Dans la cour de récréation, chaque classe de chaque niveau avait sa place tracée au sol, un peu comme ces places de parking que l’on peut trouver aux abords des grandes surfaces, à la différence que celles-ci étaient assez allongées pour accueillir une trentaine d’élèves et que ces bambins n’allaient pas faire du shopping. Pas encore.

Lorsque la sonnerie indiquait la fin de la récréation, l’usage voulait que chacun regagnât sa file attitrée, dans laquelle il avait laissé son sac le temps de la pause, en rangs de deux, et ce afin de permettre au professeur de faire un premier appel « de visu » avant d’emmener ses élèves sur la voie de la connaissance. Pour lui, ce chemin commençait bien avant que la cloche ne retentisse, et ses pavés étaient loin d’être tous bien intentionnés. C’est peut-être ça, le Paradis, se disait-il.

Il avait fini par se faire aux ricanements à peine masqués qui se déclenchaient alors qu’il passait près d’un banc, accompagné des quelques amis qu’il avait ; ceux qui n’avaient pas peur de se faire mal voir en sa compagnie. Ces gloussements étaient parfois agrémentés de commentaires lancés suffisamment fort pour qu’il les reçoive le mieux possible, et suffisamment bas afin que les surveillants ne les perçoivent pas.

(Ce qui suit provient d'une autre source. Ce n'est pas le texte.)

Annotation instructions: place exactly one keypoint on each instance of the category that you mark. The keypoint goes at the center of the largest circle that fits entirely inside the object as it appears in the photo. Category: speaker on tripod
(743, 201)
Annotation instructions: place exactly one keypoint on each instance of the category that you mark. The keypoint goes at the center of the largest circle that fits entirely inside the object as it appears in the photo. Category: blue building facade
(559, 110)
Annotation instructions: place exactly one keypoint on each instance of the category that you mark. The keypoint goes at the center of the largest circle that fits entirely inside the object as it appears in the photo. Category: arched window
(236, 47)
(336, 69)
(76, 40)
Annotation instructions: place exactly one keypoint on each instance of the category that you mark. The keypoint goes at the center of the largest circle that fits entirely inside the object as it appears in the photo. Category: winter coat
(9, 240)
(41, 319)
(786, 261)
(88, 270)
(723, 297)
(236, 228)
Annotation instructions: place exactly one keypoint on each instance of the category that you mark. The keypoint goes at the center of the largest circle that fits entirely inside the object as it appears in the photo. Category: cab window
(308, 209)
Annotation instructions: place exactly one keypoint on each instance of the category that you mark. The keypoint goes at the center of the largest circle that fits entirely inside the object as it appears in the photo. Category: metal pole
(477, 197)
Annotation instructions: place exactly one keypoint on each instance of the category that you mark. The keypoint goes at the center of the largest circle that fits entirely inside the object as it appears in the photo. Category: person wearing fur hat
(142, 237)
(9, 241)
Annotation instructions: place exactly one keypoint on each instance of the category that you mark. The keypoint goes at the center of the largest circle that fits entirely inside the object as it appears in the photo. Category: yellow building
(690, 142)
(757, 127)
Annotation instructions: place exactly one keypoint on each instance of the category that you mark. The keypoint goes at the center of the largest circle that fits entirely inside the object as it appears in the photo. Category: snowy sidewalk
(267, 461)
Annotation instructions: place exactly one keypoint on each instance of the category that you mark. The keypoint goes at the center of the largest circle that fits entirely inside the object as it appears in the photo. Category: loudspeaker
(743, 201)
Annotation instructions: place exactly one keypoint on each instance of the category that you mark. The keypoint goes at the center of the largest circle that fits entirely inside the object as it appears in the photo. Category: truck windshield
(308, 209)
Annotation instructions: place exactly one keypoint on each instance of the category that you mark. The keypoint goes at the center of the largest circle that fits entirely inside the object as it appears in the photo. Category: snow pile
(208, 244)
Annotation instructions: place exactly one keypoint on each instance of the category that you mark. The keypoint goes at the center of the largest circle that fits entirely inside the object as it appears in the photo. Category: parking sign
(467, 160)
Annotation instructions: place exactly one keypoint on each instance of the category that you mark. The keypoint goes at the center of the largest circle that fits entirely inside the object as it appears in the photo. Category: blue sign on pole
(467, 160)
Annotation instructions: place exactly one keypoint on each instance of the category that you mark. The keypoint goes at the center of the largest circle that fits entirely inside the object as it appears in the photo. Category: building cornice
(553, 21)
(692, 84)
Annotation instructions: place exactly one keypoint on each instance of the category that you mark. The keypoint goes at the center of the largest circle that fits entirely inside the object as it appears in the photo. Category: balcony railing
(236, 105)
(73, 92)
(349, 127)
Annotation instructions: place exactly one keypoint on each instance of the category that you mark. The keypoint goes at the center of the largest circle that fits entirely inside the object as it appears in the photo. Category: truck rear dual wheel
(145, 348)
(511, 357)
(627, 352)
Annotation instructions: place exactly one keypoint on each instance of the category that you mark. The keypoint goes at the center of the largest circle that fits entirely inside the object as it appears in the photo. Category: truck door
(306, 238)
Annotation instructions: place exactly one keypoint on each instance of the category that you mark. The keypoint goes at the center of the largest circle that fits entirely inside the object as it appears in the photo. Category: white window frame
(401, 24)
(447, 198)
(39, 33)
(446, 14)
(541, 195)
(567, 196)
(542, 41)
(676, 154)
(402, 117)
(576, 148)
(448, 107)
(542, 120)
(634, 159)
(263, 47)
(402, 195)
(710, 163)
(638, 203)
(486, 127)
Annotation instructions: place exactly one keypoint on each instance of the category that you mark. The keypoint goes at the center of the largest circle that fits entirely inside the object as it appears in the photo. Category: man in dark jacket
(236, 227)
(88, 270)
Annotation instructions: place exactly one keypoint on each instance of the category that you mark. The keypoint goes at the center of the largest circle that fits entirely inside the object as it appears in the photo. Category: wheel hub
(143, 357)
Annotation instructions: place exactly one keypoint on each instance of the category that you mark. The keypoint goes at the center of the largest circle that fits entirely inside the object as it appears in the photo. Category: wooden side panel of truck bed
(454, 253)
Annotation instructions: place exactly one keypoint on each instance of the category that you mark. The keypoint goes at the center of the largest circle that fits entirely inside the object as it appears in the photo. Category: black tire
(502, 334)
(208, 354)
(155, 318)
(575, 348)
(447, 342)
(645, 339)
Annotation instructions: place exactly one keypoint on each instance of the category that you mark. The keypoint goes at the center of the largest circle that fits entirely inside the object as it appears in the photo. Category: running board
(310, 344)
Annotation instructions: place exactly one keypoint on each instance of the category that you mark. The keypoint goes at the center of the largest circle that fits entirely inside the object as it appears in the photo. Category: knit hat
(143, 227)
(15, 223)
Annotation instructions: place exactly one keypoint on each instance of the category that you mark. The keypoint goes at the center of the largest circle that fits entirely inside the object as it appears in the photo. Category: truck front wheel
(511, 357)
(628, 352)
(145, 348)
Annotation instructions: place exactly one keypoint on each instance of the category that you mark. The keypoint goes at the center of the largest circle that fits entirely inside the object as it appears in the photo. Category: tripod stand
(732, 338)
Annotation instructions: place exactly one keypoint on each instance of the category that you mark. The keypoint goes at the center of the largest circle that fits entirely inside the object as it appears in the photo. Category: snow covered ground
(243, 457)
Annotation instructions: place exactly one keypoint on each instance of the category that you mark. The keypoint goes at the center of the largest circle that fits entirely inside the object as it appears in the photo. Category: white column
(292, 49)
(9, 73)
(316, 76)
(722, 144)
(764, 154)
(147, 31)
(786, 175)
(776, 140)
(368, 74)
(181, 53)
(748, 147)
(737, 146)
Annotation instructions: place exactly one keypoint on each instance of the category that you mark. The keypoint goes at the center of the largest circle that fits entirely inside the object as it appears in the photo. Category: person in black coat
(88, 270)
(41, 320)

Il aurait été en effet dommage que Dr. Maman et Me Papa fussent reçus dans le bureau du principal car leur chère progéniture, bien que si prometteuse par définition, n’aurait pas intégré le principe pourtant aussi indispensable qu’il est la condition de toute vie en société : le respect de l’autre. Une notion primordiale donc. C’est en tout cas comme cela qu’elle était présentée.

Il revit ce jour où un « grand » de troisième (avec le recul peut-être en partant du bas) était un jour venu près de lui en tenant dans sa main un lacet de ces chaussures de skateboard alors à la mode. Il l’avait placé à quelques centimètres devant ses yeux, et à la manière de ce croque-mort dans Lucky Luke, s’était amusé à le mesurer avec. Il s’était ensuite adressé à ses amis : — Regardez ! Il est plus petit qu’un lacet d’éS ! Et ses amis avaient ri aux larmes.

Ses larmes à lui, il les gardait pour le soir dans sa chambre, avec pour veilleuse la petite lumière verte de l’écran de son poste radio qui éclairait les minutes et les heures qui filaient déjà. Malgré tout, il avait toujours su garder « suffisamment de musique dans son coeur pour faire danser sa vie ».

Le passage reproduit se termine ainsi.